Nothing, at the Cold War's height, could so swiftly spread fear through America's defense community. The existence of U.S. and Russian nuclear sites equally distant from one another had serious implications. But if this were to become a reality, a delicate balance would be diminished in Russia's favor.
“It'll come as no surprise to you that we've had our agents down there attempting to undermine Castro for the better part of a year. It hasn't worked. Now, we must kick it up a notch.”

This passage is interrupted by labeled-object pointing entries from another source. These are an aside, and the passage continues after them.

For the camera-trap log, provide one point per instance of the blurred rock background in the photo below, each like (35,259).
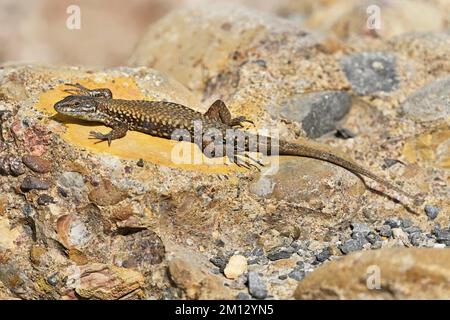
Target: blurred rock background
(36,30)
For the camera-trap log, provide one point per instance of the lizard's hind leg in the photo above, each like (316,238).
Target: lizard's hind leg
(218,111)
(80,90)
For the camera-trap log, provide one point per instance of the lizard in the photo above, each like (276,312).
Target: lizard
(161,118)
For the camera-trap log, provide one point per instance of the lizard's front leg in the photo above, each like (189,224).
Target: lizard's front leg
(119,130)
(218,111)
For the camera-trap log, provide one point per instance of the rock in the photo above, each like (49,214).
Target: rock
(106,194)
(195,282)
(443,236)
(301,179)
(431,211)
(411,273)
(351,245)
(430,103)
(33,183)
(138,250)
(37,164)
(256,285)
(11,165)
(323,255)
(371,72)
(297,274)
(373,238)
(45,199)
(236,266)
(318,113)
(360,228)
(280,254)
(100,281)
(385,231)
(399,234)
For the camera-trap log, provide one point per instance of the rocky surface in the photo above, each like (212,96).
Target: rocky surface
(80,220)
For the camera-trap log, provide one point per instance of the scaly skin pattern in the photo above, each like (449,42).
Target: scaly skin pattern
(161,119)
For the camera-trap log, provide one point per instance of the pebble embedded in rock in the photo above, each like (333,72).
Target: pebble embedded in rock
(33,183)
(256,285)
(351,245)
(370,72)
(297,274)
(106,194)
(11,165)
(44,199)
(37,164)
(318,112)
(360,228)
(429,103)
(236,266)
(323,255)
(431,211)
(280,254)
(385,231)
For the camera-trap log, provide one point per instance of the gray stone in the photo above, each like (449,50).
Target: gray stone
(360,228)
(386,231)
(431,211)
(351,245)
(256,286)
(317,112)
(323,255)
(373,238)
(280,254)
(33,183)
(297,274)
(370,72)
(429,103)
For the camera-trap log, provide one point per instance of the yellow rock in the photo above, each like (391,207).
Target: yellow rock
(431,148)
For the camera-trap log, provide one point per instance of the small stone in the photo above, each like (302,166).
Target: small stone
(242,296)
(344,133)
(360,237)
(323,255)
(385,231)
(236,266)
(45,199)
(351,245)
(297,274)
(360,228)
(16,166)
(256,285)
(106,194)
(373,238)
(140,163)
(393,222)
(431,211)
(370,72)
(443,236)
(399,234)
(280,254)
(37,164)
(219,262)
(11,165)
(406,223)
(33,183)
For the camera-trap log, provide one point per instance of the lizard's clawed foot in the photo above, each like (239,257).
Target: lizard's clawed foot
(101,137)
(235,122)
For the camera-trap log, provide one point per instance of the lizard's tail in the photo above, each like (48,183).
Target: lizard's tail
(317,151)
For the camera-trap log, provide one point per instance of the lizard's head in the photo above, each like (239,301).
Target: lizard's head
(80,107)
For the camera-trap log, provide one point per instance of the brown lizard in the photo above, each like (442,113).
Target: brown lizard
(161,119)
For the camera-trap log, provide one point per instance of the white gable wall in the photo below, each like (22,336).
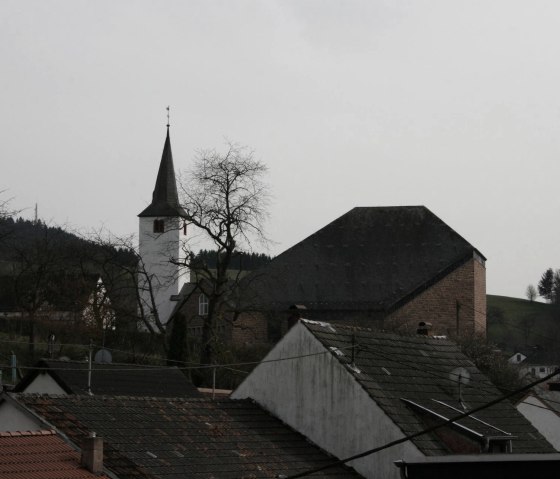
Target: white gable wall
(44,384)
(14,418)
(318,397)
(156,250)
(545,420)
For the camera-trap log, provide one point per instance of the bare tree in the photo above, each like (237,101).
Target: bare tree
(125,280)
(226,198)
(531,293)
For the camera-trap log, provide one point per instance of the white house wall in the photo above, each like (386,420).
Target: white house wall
(156,250)
(546,421)
(317,396)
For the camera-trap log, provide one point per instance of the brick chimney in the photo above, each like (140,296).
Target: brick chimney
(423,328)
(92,453)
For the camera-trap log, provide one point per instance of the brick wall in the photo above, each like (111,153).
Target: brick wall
(457,303)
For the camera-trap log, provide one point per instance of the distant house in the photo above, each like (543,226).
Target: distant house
(351,389)
(383,267)
(535,362)
(71,377)
(156,438)
(386,267)
(44,454)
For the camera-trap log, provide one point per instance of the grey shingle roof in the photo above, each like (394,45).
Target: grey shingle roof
(114,379)
(195,438)
(399,372)
(165,201)
(369,258)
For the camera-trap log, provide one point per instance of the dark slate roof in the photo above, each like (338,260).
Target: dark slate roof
(195,438)
(369,258)
(114,379)
(405,373)
(165,201)
(39,455)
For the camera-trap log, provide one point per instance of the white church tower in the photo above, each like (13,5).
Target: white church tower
(162,231)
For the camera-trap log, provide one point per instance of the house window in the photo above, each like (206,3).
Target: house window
(159,226)
(203,305)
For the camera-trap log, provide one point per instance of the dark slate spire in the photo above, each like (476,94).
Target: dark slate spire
(165,201)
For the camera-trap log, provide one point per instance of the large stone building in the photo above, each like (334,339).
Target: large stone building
(162,232)
(385,267)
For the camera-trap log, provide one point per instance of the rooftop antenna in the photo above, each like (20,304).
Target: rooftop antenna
(462,376)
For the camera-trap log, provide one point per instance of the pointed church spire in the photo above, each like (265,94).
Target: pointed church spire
(165,201)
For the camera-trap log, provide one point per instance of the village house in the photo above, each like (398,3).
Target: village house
(385,267)
(50,376)
(352,389)
(44,454)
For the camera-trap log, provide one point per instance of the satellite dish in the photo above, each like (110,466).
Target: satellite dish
(103,356)
(460,375)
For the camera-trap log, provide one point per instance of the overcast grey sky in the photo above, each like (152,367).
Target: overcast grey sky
(450,104)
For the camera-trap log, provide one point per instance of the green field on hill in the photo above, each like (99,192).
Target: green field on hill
(515,324)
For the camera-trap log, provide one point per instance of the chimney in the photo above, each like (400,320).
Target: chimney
(92,453)
(295,314)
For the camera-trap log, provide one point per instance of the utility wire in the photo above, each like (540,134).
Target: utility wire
(425,431)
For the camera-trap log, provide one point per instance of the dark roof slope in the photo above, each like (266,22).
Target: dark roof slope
(114,379)
(369,258)
(195,438)
(39,454)
(407,375)
(165,201)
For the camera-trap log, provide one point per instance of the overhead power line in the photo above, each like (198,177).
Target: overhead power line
(425,431)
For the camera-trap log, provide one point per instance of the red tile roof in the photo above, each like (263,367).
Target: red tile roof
(39,455)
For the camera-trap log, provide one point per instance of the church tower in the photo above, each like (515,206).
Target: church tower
(162,231)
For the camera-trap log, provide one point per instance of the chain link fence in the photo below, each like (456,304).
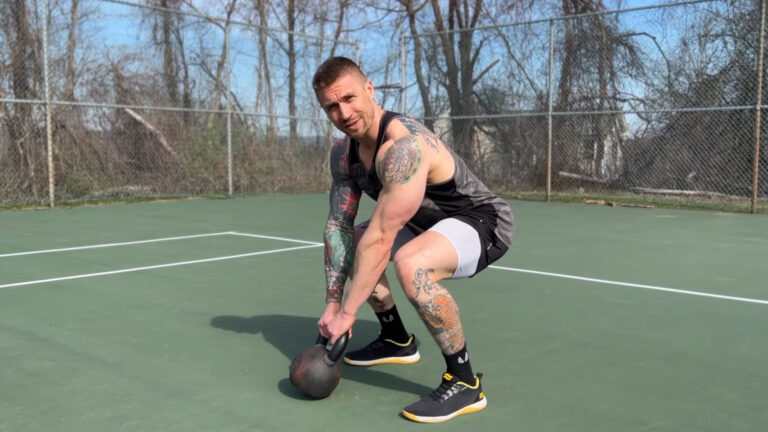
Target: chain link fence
(645,105)
(147,100)
(642,105)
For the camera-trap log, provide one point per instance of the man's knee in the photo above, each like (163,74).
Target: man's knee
(415,271)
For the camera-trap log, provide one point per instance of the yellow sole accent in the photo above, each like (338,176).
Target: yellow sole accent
(477,406)
(391,360)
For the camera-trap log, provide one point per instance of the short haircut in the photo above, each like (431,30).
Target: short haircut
(332,69)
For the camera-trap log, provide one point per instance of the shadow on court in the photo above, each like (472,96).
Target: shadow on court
(291,334)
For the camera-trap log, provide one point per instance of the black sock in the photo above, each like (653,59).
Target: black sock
(392,326)
(458,365)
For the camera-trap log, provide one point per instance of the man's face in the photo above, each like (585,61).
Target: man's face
(349,104)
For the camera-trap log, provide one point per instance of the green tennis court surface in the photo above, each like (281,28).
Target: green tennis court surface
(184,316)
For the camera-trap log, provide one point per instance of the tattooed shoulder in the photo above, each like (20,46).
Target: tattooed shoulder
(401,161)
(417,128)
(340,158)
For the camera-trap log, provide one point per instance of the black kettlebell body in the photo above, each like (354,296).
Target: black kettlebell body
(316,371)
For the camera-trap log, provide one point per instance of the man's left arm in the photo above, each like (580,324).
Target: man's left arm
(402,168)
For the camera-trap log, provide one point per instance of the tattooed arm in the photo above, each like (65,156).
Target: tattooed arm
(339,228)
(402,169)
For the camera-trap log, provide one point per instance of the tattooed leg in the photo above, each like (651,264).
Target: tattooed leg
(437,309)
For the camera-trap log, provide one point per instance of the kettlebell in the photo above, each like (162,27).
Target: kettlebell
(316,370)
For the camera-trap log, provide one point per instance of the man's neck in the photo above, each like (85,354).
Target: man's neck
(370,138)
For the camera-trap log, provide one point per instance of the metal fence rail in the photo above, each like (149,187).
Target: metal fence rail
(657,100)
(105,99)
(155,101)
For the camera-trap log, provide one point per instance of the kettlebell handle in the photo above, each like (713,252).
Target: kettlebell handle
(336,350)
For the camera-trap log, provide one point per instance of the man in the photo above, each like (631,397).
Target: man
(433,218)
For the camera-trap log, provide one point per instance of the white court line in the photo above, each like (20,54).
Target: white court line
(153,267)
(633,285)
(112,244)
(274,238)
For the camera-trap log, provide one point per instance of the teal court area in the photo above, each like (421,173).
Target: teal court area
(184,316)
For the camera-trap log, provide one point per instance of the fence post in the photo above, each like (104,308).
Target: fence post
(758,103)
(48,126)
(403,65)
(229,109)
(550,69)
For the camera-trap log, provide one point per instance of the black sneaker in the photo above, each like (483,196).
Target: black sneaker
(382,351)
(453,398)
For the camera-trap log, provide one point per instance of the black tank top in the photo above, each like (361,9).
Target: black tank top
(368,180)
(463,197)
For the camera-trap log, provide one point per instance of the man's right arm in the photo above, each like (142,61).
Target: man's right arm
(340,226)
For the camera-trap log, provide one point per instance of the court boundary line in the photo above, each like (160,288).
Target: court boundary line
(633,285)
(154,267)
(310,244)
(135,242)
(105,245)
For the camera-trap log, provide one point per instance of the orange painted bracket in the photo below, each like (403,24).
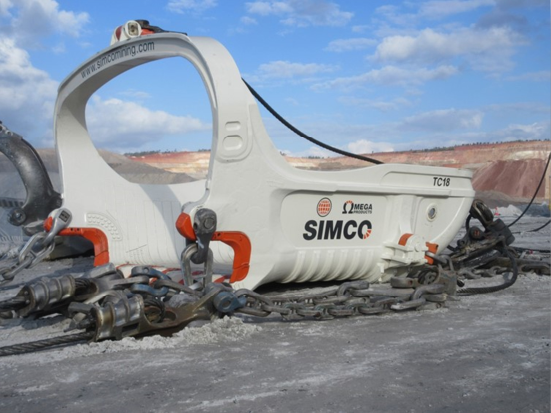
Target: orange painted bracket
(94,235)
(431,246)
(238,241)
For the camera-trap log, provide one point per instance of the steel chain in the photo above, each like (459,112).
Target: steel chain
(38,247)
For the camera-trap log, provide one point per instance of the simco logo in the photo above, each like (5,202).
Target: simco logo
(324,207)
(349,207)
(329,229)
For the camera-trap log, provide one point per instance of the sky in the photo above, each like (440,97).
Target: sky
(364,76)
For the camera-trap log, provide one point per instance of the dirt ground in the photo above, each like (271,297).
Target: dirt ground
(480,354)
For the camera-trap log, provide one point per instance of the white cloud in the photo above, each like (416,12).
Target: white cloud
(266,8)
(441,9)
(302,13)
(361,28)
(487,50)
(246,20)
(118,124)
(390,75)
(345,45)
(190,6)
(39,18)
(382,105)
(364,146)
(27,93)
(541,76)
(285,69)
(443,120)
(5,5)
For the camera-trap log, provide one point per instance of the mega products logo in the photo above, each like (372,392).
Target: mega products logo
(324,207)
(349,207)
(337,229)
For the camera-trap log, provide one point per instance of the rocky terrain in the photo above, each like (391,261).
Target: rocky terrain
(504,173)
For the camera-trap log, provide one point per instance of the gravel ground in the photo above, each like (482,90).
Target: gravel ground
(482,353)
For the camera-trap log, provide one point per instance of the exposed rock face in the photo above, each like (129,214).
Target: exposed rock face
(509,172)
(505,172)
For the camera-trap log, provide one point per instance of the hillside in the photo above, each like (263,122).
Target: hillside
(503,172)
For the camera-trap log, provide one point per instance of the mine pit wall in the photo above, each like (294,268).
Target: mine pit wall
(506,172)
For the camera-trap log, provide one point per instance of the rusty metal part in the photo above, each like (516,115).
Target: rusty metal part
(41,197)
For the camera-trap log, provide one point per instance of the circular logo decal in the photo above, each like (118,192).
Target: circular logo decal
(324,207)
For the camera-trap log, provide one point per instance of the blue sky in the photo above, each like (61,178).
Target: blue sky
(365,76)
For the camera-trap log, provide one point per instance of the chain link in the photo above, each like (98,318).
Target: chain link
(38,247)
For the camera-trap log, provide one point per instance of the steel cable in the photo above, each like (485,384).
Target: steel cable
(303,135)
(45,344)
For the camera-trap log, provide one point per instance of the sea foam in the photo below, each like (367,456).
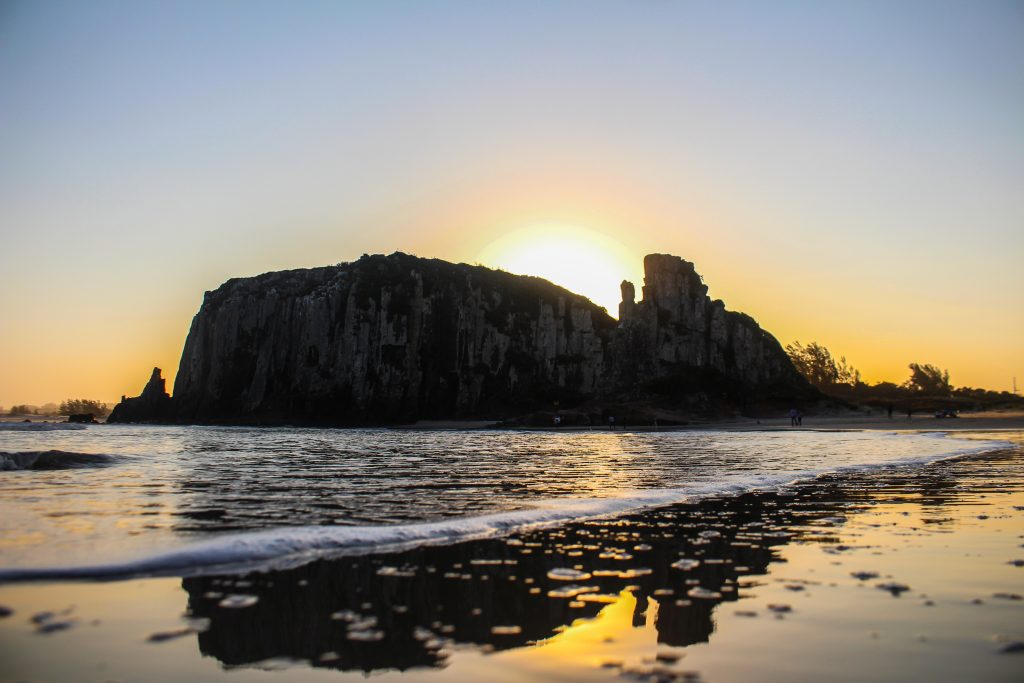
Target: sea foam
(276,548)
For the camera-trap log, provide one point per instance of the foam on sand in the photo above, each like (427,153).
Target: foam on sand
(41,426)
(291,546)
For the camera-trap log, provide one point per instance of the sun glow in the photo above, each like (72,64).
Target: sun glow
(579,259)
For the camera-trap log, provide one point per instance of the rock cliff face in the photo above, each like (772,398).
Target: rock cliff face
(390,339)
(154,404)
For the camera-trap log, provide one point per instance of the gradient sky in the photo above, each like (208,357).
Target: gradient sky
(851,173)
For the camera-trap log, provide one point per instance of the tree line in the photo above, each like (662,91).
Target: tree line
(70,407)
(837,377)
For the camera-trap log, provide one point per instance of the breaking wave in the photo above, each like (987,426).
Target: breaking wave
(291,546)
(51,460)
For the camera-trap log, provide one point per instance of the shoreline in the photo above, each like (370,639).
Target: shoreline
(881,575)
(988,421)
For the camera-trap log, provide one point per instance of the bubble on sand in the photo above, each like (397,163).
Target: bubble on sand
(685,564)
(164,636)
(566,573)
(571,591)
(53,627)
(402,572)
(1007,596)
(369,636)
(893,587)
(238,601)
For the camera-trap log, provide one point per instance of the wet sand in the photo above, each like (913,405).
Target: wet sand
(901,573)
(876,421)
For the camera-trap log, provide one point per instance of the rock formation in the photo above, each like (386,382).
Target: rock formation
(154,404)
(391,339)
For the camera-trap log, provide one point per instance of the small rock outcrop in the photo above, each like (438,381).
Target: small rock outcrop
(393,339)
(154,404)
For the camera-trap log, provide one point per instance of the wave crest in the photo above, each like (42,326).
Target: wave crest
(51,460)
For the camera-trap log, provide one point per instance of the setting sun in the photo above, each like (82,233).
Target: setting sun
(577,258)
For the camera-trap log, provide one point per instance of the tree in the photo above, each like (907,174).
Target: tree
(816,364)
(83,406)
(928,380)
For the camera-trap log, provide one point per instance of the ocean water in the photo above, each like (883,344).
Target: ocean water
(116,501)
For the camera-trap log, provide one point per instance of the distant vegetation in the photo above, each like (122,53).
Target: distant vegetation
(83,406)
(70,407)
(927,388)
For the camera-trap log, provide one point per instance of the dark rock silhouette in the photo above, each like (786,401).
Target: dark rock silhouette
(393,339)
(154,404)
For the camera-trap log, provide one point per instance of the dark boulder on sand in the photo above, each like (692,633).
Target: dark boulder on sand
(395,339)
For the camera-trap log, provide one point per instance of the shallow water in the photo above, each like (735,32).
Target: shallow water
(892,573)
(154,489)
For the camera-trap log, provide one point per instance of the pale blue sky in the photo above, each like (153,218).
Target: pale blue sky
(846,172)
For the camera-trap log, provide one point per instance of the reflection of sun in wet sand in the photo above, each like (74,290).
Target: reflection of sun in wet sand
(610,639)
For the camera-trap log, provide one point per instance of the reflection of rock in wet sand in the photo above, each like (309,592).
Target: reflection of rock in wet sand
(407,609)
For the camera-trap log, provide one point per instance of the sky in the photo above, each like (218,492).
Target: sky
(847,173)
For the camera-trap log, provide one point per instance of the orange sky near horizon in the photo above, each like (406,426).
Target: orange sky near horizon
(847,174)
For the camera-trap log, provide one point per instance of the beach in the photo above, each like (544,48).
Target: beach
(880,574)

“And you believe I can be of service?” Maheu asked as he considered the situation on that second day of March, 1960. Though he'd left the FBI in 1947 to open offices as a private consultant and investigator, first in Washington D.C. and, after considerable success, California as well, Dick Tracy was often contacted by the CIA to make key connections owing to his great expertise as an arbitrator between difficult personalities.
“Yesterday, Dick Bissell asked me to come up with someone who might put us in contact with members of the corporation that owns the gambling casinos in Havana.” By that, Maheu knew, Shef meant The Mafia. Even in the intimacy of his own security-savvy office, such a high-ranking government official hesitated to openly admit such a thing. As for Bissell, Maheu knew that any statements from the CIA's Deputy-Director for Plans would have reached Bissell from Allen W. Dulles, current Director of The Company; this only after Eisenhower ordered Dulles, through his higher ranking brother John Foster D., to âdo something.' “Anyway, I ran through some names of people I've relied on in the past. Yours, Bob, more or less jumped up and out at me.”
That sounded reasonable. Once Maheu won over Howard Hughes, the bizarre megalomaniac of a multi-millionaire as a client, it became necessary to spend a lot of time in Nevada, all Hughes' business interests headquartered there. As one thing leads to another, during off-hours Maheu visited casinos along the Strip, operated by those same “businessmen” in charge of similar properties in Havana, Miami and Tampa.
Castro's rise to power, his backing down on the issue of closing casinos reversed owing to Rosselli's persuasiveness notwithstanding, led to the loss of one hundred million dollars a year from gambling. That didn't take into account lucrative returns from prostitution and drugs. Castro must be considered as intolerable to The Mafia as, if for different reasons, our government. While the old adage about killing two birds with one stone didn't apply, Shef Edwards suggested it might be possible, perhaps even necessary, to kill one bird with two stones.